So the boy halted, wondering what he could have done- for she had
said she would look at pictures all through the nooning- and she
walked on, crying. Then Alfred went musing into the deserted
schoolhouse. He was humiliated and angry. He easily guessed his way to
the truth- the girl had simply made a convenience of him to vent her
spite upon Tom Sawyer. He was far from hating Tom the less when this
thought occurred to him. He wished there was some way to get that
boy into trouble without much risk to himself. Tom's spelling book
fell under his eye. Here was his opportunity. He gratefully opened
to the lesson for the afternoon and poured ink upon the page.

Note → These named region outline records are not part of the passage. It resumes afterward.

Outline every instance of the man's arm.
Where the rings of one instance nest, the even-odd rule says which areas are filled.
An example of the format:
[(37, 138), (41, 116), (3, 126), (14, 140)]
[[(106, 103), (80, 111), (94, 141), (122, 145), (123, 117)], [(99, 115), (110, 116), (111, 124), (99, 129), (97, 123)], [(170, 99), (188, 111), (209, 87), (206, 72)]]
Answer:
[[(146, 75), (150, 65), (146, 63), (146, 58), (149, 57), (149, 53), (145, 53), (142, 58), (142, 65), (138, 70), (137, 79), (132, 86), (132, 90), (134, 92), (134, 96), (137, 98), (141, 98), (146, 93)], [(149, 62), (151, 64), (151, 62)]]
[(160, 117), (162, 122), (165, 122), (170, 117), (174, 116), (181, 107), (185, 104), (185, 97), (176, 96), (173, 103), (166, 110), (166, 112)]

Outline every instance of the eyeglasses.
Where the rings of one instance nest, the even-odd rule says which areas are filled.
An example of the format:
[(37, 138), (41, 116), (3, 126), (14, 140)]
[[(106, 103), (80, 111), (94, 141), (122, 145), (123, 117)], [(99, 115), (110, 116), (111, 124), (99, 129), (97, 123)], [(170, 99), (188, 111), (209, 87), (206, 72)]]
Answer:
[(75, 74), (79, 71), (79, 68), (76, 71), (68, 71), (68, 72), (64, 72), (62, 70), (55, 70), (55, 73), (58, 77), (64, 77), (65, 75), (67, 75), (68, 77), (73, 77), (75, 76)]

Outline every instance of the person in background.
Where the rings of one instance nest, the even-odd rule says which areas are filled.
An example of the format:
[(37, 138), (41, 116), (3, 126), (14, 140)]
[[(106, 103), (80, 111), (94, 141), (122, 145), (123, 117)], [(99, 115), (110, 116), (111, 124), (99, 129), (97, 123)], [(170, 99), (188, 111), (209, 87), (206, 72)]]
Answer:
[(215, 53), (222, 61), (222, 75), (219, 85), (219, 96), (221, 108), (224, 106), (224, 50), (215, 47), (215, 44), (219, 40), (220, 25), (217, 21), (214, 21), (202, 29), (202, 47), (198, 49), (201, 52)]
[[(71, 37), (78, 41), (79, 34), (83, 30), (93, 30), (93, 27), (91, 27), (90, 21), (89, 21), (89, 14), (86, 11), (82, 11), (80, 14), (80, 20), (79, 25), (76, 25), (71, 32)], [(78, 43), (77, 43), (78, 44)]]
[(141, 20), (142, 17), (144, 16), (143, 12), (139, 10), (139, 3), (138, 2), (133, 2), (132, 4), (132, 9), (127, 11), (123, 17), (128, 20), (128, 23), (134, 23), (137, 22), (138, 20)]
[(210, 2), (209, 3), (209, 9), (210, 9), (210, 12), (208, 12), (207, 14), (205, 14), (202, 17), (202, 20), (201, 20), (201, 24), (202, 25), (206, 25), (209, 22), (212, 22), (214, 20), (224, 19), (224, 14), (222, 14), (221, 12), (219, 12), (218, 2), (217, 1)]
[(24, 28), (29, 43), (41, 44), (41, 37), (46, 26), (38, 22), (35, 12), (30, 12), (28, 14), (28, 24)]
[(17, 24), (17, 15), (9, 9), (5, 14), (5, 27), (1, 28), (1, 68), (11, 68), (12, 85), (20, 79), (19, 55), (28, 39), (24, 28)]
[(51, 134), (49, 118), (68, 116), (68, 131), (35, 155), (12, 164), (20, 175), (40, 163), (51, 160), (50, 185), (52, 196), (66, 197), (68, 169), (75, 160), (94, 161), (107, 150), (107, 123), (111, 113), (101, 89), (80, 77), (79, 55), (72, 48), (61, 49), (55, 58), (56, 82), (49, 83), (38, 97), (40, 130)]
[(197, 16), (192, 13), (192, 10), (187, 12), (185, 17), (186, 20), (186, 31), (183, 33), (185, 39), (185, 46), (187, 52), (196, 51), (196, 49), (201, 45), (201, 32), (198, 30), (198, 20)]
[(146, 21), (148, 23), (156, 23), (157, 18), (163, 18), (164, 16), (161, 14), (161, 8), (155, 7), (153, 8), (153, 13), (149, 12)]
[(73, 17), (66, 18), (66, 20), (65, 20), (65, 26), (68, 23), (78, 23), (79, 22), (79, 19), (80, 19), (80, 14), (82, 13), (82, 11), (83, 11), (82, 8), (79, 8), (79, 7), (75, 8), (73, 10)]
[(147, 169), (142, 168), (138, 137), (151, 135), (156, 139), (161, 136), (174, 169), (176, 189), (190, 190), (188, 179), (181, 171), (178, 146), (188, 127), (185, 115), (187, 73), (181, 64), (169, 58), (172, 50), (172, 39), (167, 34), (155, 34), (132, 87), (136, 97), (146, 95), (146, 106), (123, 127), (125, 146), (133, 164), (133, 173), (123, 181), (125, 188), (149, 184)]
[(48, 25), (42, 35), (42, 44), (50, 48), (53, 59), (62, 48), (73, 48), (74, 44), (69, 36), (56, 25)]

Becky, glancing in at a window behind him at the moment, saw the
act, and moved on, without discovering herself. She started
homeward, now, intending to find Tom and tell him; Tom would be
thankful and their troubles would be healed. Before she was half way
home, however, she had changed her mind. The thought of Tom's
treatment of her when she was talking about her picnic came
scorching back and filled her with shame. She resolved to let him
get whipped on the damaged spelling-book's account, and to hate him
forever, into the bargain.
CHAPTER_19
Chapter 19
The Cruelty of "I Didn't Think"
-
TOM ARRIVED AT HOME in a dreary mood, and the first thing his aunt
said to him showed him that he had brought his sorrows to an
unpromising market:
"Tom, I've a notion to skin you alive!"
"Auntie, what have I done?"
"Well, you've done enough. Here I go over to Sereny Harper, like
an old softy, expecting I'm going to make her believe all that rubbage
about that dream, when lo and behold you she'd found out from Joe that
you was over here and heard all the talk we had that night. Tom I
don't know what is to become of a boy that will act like that. It
makes me feel so bad to think you could let me go to Sereny Harper and
make such a fool of myself and never say a word."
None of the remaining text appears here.